El modelo electoral de Estados Unidos está elaborado a partir de concesiones que se realizaron al finalizar la guerra civil y que mantuvo una constante tensión constitucional. No hay que olvidar, que durante 80 años el partido republicano, el mismo que tenía como lema “vota en el sentido que disparas”, se gobernó sin ninguna transición democrática. Después del asesinato de Abraham Lincoln y la negativa de los estados del sur a respetar el fin de la esclavitud, las fuerzas de las élites se fueron enfrentando, ya no de forma tan abierta, pero sí de forma más soterrada, como en el caso de los gobiernos militares en el sur o la aplicación de los códigos negros para no respetar la decimocuarta y decimoquinta enmiendas.

Nos dicen en los medios que nunca se había declarado fraude en una elección de Estados Unidos, algunos lo hacen por franco desconocimiento y otros por pura manipulación, pero es necesario apuntar que justamente en el periodo de la reconstrucción y el imperio del partido republicano la elección de 1876 no se resolvió por el voto popular ni mucho menos por el voto de los estados en el colegio electoral.

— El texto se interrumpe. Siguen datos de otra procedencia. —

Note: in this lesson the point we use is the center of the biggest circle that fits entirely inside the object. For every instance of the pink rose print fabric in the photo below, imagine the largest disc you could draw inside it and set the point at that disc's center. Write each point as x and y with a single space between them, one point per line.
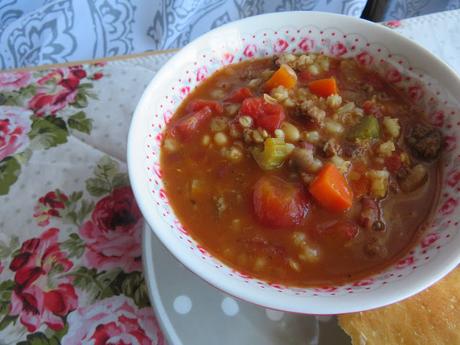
14 80
113 321
34 300
113 234
14 126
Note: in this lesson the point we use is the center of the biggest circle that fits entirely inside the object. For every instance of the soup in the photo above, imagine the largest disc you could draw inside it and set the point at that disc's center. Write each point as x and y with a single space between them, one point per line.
302 170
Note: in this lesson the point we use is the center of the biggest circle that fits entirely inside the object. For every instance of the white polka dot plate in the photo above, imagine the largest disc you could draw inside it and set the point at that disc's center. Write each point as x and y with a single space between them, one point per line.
193 312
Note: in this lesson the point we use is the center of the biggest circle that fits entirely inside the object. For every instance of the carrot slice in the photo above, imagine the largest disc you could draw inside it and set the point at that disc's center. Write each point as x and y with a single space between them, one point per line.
323 87
331 190
284 76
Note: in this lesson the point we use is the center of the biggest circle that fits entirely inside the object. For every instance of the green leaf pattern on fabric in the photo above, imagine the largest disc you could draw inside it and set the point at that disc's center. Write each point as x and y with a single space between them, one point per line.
80 122
9 173
76 262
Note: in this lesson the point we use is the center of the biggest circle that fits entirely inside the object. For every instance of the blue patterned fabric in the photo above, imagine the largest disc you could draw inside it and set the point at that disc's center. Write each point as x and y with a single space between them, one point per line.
35 32
400 9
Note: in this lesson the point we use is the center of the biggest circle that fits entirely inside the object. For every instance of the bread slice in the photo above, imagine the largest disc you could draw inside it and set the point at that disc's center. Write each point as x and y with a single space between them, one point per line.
431 317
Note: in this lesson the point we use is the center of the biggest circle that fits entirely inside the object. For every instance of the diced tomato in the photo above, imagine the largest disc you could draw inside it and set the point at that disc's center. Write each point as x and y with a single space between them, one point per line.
239 95
371 108
375 80
266 115
339 232
278 203
252 106
361 184
198 104
370 213
187 125
393 163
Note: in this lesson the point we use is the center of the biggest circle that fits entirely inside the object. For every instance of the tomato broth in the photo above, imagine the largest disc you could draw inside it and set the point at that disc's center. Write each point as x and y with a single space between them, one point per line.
303 170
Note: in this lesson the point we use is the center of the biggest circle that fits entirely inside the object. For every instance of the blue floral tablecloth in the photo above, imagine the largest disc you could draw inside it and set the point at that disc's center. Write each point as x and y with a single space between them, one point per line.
53 31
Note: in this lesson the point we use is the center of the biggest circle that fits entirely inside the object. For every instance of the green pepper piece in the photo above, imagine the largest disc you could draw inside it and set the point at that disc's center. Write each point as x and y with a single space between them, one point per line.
367 128
273 155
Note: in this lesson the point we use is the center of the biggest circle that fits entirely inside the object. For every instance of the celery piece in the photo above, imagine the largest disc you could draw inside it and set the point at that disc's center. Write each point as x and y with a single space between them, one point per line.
273 155
367 128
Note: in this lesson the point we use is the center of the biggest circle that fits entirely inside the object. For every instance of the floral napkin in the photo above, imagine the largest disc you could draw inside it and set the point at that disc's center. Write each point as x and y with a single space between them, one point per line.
70 241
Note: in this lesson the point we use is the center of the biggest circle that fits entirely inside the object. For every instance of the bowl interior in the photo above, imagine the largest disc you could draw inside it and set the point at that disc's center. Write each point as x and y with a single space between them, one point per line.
426 81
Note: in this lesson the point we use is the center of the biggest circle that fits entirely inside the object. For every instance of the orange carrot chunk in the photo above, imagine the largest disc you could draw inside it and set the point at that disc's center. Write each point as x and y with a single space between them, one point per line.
331 190
323 87
284 76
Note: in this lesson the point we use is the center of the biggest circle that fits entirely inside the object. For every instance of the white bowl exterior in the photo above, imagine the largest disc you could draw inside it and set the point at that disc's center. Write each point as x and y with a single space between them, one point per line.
405 64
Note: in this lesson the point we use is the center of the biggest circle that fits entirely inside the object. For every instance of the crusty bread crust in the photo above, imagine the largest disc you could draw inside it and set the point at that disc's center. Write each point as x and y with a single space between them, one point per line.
431 317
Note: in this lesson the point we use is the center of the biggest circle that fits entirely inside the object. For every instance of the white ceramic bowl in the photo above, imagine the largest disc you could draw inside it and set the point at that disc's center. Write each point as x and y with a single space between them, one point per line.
425 79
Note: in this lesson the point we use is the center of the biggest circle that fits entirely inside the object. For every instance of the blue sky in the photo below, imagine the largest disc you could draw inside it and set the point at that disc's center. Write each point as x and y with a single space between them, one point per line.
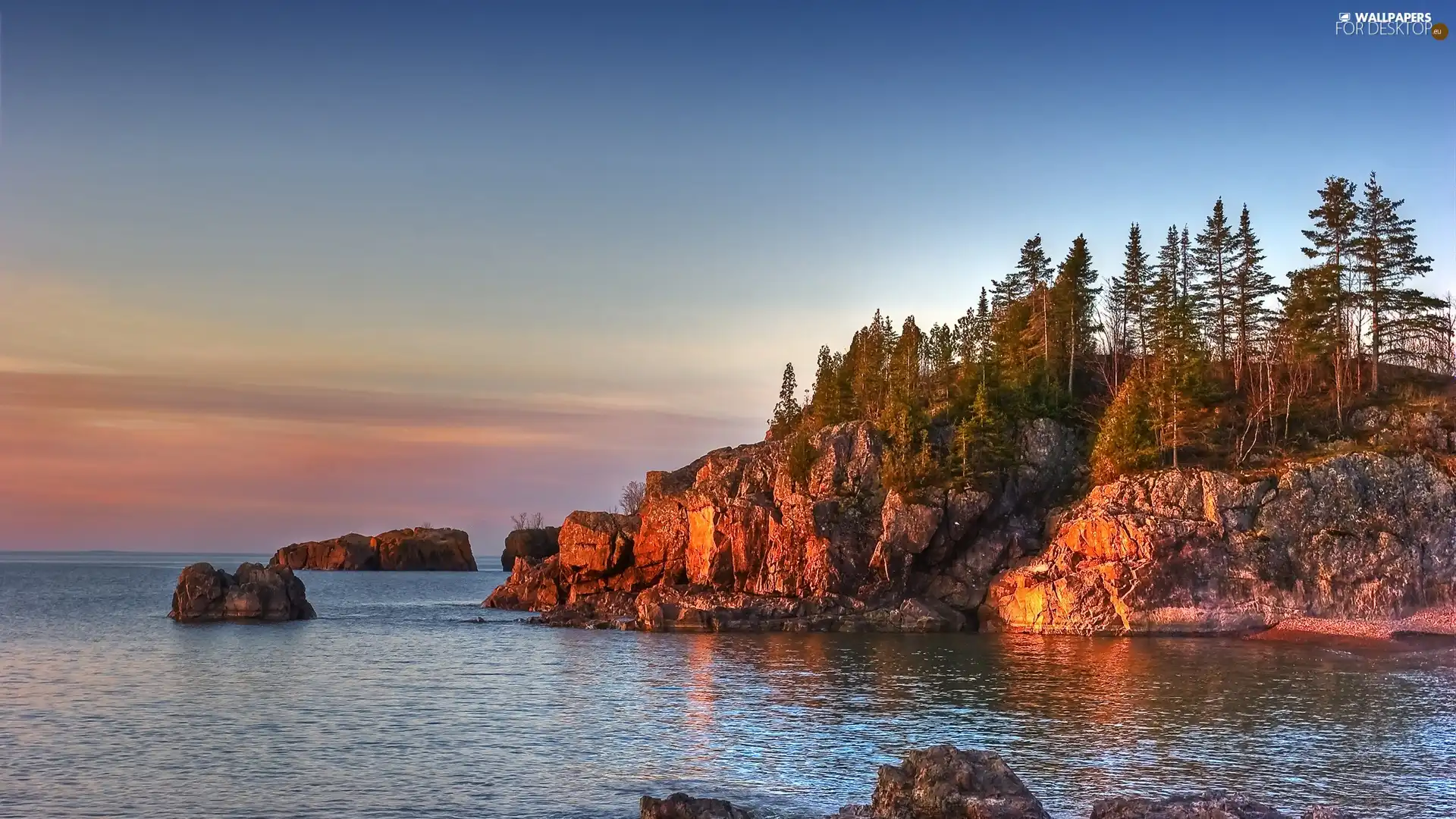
620 206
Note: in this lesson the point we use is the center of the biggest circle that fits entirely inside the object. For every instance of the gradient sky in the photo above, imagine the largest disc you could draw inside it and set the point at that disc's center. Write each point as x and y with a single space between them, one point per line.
283 271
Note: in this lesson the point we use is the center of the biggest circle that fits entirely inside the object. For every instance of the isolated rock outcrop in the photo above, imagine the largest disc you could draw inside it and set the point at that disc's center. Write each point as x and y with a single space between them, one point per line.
683 806
530 544
1194 551
398 550
255 594
745 539
946 783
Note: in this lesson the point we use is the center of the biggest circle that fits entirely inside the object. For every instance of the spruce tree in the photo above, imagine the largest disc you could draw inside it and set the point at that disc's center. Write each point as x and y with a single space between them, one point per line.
1177 350
1386 259
1215 254
1332 241
1136 281
1034 270
786 413
1125 441
1251 286
824 404
982 442
940 353
1075 297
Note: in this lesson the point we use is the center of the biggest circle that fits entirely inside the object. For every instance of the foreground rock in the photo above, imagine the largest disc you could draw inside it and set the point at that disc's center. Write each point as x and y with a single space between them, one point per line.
946 783
530 544
400 550
1356 537
255 594
745 539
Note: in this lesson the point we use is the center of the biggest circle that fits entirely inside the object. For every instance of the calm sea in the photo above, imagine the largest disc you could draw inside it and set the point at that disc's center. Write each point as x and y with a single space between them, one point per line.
400 703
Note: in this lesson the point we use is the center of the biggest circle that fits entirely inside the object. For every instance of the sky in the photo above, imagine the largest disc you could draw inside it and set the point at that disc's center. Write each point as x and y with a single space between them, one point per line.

Rutherford B. Hayes y Samuel J. Tilden se enfrentaron en unas elecciones, que por principio habían dado el triunfo por una abrumadora mayoría a Tilden, tanto el sur como el norte hicieron fraudes lo que impidió una libre votación. Los republicanos directores de la campaña se movilizaron a pesar de que Tilden ya tenía consigo 184 votos del Colegio Electoral de los 185 necesarios. Modificando algunos estados Hayes obtuvo al otro día de la elección los 185 votos necesarios de ese entonces. Lo que hizo estallar un conflicto político que develaba que las heridas de la guerra civil aún estaban vigentes.

El 29 de enero de 1867, ya con un acuerdo entre las élites promovido por el diputado Garfield se sepultaron los sueños de libertad antiesclavista durante tres generaciones, el Congreso de Estados Unidos aprobó una Comisión Electoral de 15 miembros compuesta por 5 miembros de la Cámara de Representantes, 5 miembros del Senado y 5 de la Corte Suprema que le dio el gane a Hayes.

El principio de no intervención y la libre autodeterminación de los pueblos ha puesto a López Obrador en el centro del debate mundial respecto a lo que sucede en Estados Unidos. Trump sigue siendo presidente hasta enero, y la batalla legal ya comenzó con la luz verde del fiscal general William Barr para la intromisión de jueces en el proceso electoral. Mike Pompeo lanzó un desafío al declarar que habrá una transición a un segundo mandato de Trump. La legalidad americana está en juego y el choque de intereses dentro de esta nación es muy claro, la prudencia del presidente en esperar los resultados finales son producto de la historia preparando el terreno a lo que sigue en los próximos años. La mejor política exterior es la compresión de los retos de la interior.